The EMC2-KU35 is the latest member and has two banks of 16-bit DDR4 with close to 2Gbytes/sec bandwidth each. It also has four-lanes of PCI-Express and a VITA57.1 FMC-LPC module expansion for a range of COTS or bespoke I/O modules for custom expansion.
The FMC Module has one high-speed serial lane, running at up to 12.5Gbit that could be used for a 10Gbit Ethernet module. It also has 34x pairs of low-voltage differential parallel lines for interfacing to “real-world” interfaces, like analog/digital signals or various camera interfaces.
The EMC2-family is designed to the latest, yet long-established, PC/104 small-form-factor 90mm by 96mm boards called “OneBank” and, using PCI Express switches, allows an infinite number of boards to be stacked for very demanding applications.
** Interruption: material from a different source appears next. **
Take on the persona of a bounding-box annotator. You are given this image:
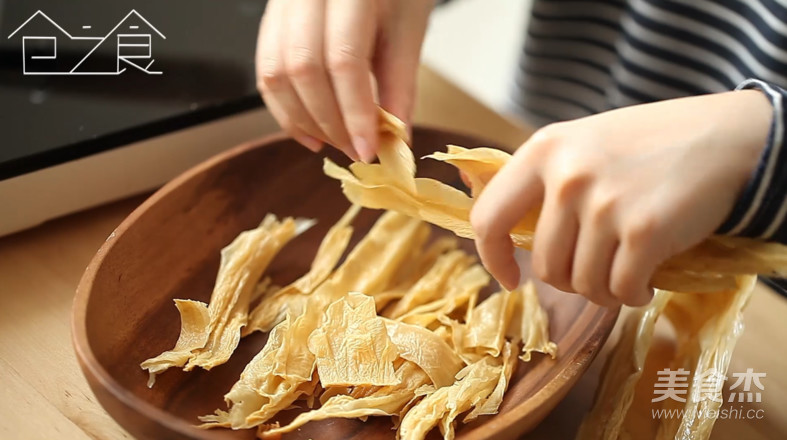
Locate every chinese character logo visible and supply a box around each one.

The typical board-to-board bandwidth is above 500Mbytes/s and peak bandwidth is up 2Gbytes/s using the “OneBank” connectors, whereas a possible bandwidth to an FMC I/O module can exceed 6Gbytes/s.
“While the EMC2-Z7030 board with an ARM9 Zynq SoC is a single-board computer with some FPGA fabric for I/O and pre/post processing and is ideal for low-cost systems, the newly launched EMC2-KU35 provides a magnitude more performance,” says Sundance md Flemming Christensen,
The EMC2-KU35 can also combine with one of the many x86-based SBCs that are manufactured by PC/104 Consortium members. One such example is the Versalogic “Bengal” with Intel Atom E3845 quad-core running at 1.9GHz per core and supporting Windows 7 Embedded. Adding an FMC module with two Camera Link ports will provide interfaces to high-resolution and very fast cameras in a stereo-vision setup for autonomously controlled vehicles or planes.
The EMC2-family benefits significantly from the PC/104 stackable concept that allows multiple boards to be integrated into a multi-processing system using PCI Express or Ethernet for inter-connection between each board in the system for a heterogeneous and asymmetrical computing platform. The concept is being developed by Sundance as part of $100 million industry-wide EU R&D program into Embedded Multi-Core Systems for Mixed Criticality, the Artemis-EMC2 Project.
The EMC2-KU35 is priced at $3,225.00 for the extended industrial temperature variation and medium speed-grade of FPGA. Slower, faster and commercial variations are available. The 100+ price is below $1,800.00.